Limit ( t^3 + t^2 - 5t +3 / t^3 - 3t + 2)
x tends to -1

Answer 1

you mean t tends to -1?

Answer 2

yeah

Answer 3

tell me tano plzzzz

Answer 4

did you try replacing t for -1?

Answer 5

yeah but it got infinity .....

Answer 6

i knw its answer is 4/3 but dont knw how to solve

Answer 7

the answer is 2

Answer 8

if you replace t for -1 , you get 8/4 \[=2\]

Answer 9

\[{(-1)^3 +(-1)^2-5(-1)+ 3\over (-1)^3-3(-1)+2} = {-1 + 1 + 5 + 3\over -1 + 3 + 2} = {8\over 4} = 2\]

Answer 10

wrong dear

Answer 11

(-1)^2 = 1 not -1 :(

Answer 12

Pretty sure that's what I wrote..

Answer 13

sry

Answer 14

hey

Answer 15

polpak srry the limit was t tends to 1

Answer 16

limit is 1 thn tell me solution

Answer 17

??????

Answer 18

Oh.. You should say what you mean then. ;p

You need to take the derivative of the top and bottom and solve for that limit.
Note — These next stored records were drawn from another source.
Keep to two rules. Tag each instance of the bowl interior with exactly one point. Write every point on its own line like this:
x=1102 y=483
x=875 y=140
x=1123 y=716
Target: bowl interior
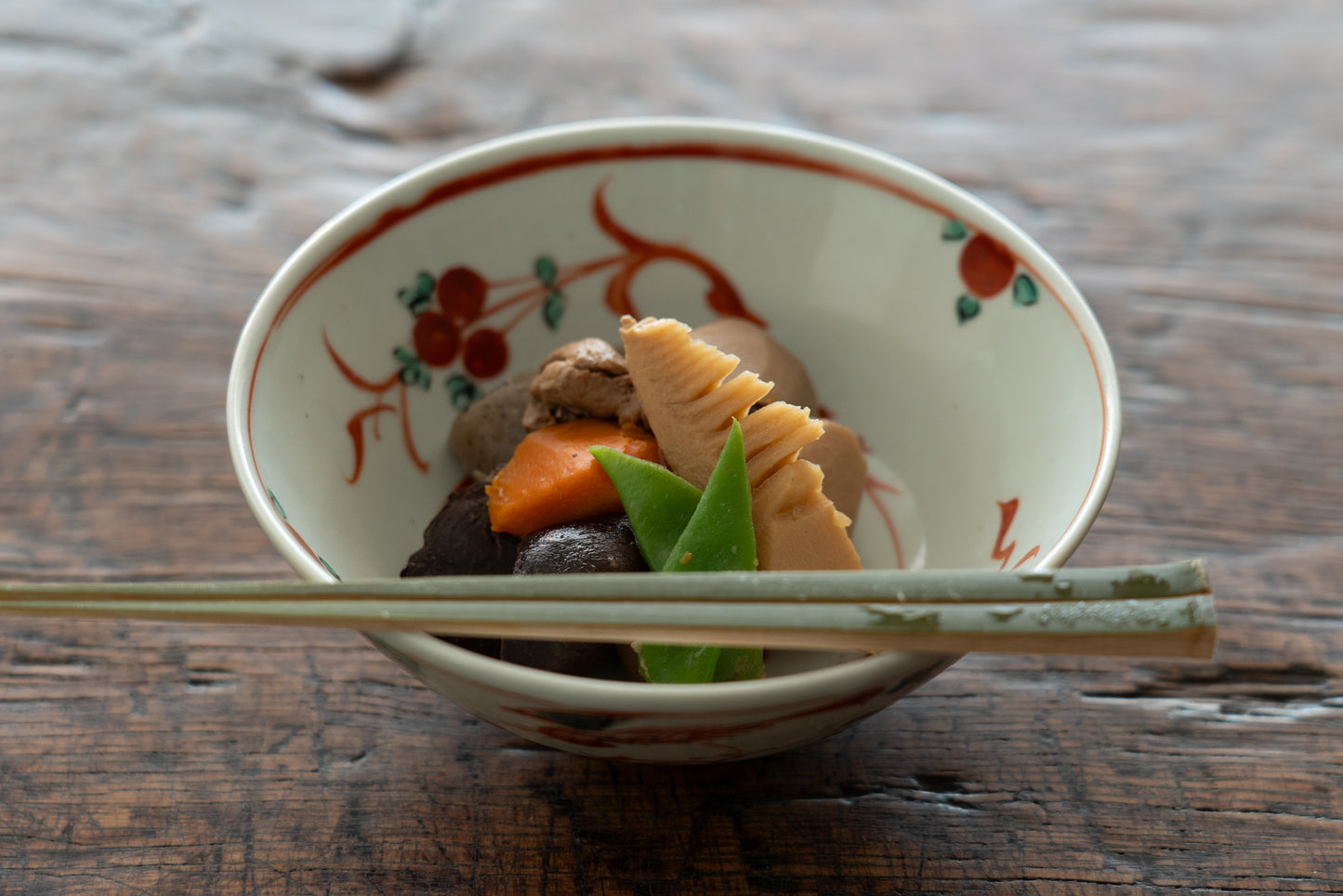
x=953 y=344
By l'Hopital's rule it will be the same.

Answer 19

ok but its computing limit by simple method not by L hopital rule
is there is any other way ??

Answer 20

Oh, sure you can do that too.

Answer 21

hmm tell me?

Answer 22

w8ing

Answer 23

Wait no. blah

Answer 24

wrong
denominator

Answer 25

You have to use l'Hopital.

Answer 26

:( ok

Answer 27

Yeah, if it were going to 0 you would be fine with just dividing.

Answer 28

But it's not, so you cannot ;p

Answer 29

i was tried all this step but .... i thng L hopital rule is only way

Answer 30

thnx buddy 4 ur time